Agency Workers Regulations – what do hirers want?

Since the finalisation of the Agency Workers Regulations earlier this year there has been a flurry of activity to gear up for the new rules. However these regulations do not come into force until October 2011 and there is no legal reason why they cannot be modified, providing that they meet the requirements of the European Agency Workers Directive.

There was always the prospect of a review of the regulations as an election was due. The Liberal Democrats promised to cut red tape and have expressed a strong “anti gold plating of EU Directives” message; David Cameron personally sought revocation of the Regulations in an early day motion laid before Parliament, and his pre election shadow minister for BIS promised a review if the industry wants it.

The current Regulations gold plate the Directive in various different ways that potentially interfere with economic recovery, at a time when not everyone believes that a recovery is just around the corner. Indeed there are indicators that borrowing remains difficult, redundancies are still very much on the cards, whilst the housing market in most areas remains flat. Admittedly the latest figures from the CBI indicate skills shortages in certain areas which should be good news for the more proactive recruitment agencies that specialise in those particular areas. However, the Regulations are causing confusion and are at risk of putting off hirers from long term use of agency workers.

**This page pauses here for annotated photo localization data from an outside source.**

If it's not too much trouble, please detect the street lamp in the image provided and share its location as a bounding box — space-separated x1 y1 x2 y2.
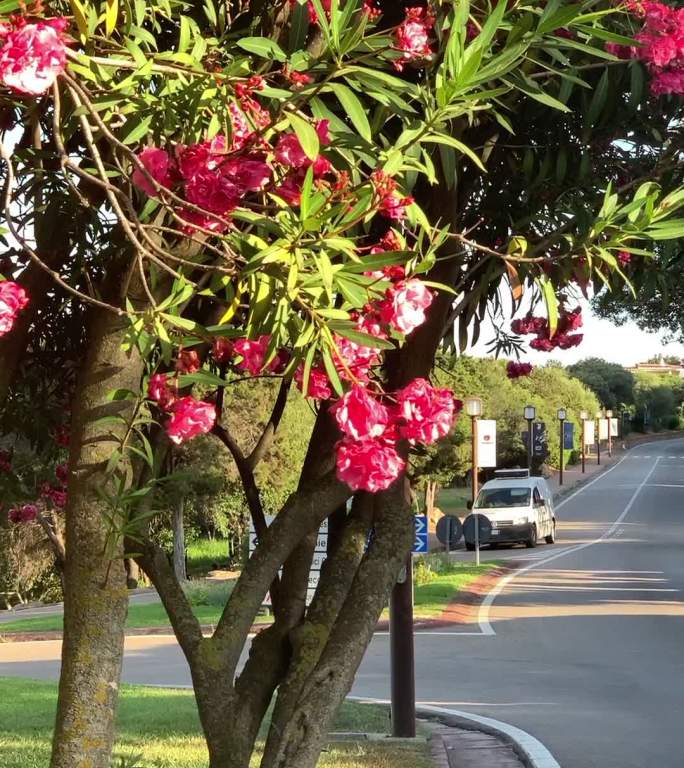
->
579 410 589 474
605 409 613 457
557 408 567 486
596 410 603 465
524 404 536 471
464 396 483 566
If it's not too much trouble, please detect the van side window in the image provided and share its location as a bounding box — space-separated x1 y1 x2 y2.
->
533 487 542 504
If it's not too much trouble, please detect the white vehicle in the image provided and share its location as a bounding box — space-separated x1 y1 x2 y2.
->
467 469 556 549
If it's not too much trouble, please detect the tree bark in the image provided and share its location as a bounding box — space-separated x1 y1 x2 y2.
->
173 496 187 582
50 284 145 768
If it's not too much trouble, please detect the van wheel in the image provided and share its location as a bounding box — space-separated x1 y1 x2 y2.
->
465 542 476 551
525 524 537 548
545 522 556 545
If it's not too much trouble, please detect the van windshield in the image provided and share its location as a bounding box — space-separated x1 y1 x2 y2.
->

It is not in the interests of the recruitment and employment industry to simply accept that the AWR are a done deal. The political environment now is likely to be much more open to review and the industry should press for change immediately. There are 18 months for change to take place, and there is plenty of time to take stock and ascertain what is or is not possible. It follows that hope of guidance at this stage may be inappropriate. Hirers accordingly should be cautious about spending time and money in investing in plans that may never need to be realised. In short, there is a case for saying that it is far too early to be planning implementation.

What hirers want to know is the final shape of the Regulations so they can then plan ahead intelligently. The Association of Recruitment Consultancies (ARC), with which Lawspeed is working, is pressing the government for a firm agenda in terms of review and amendment in order to bring some certainty in key areas, and a fairer result, as soon as possible. However that exercise will no doubt take some time.

One thing I have learned over the years is that the work is not done until the bacon is brought in, and in the case of the Agency Workers Regulations the work definitely is not done. The time to crack the eggs is not yet upon us.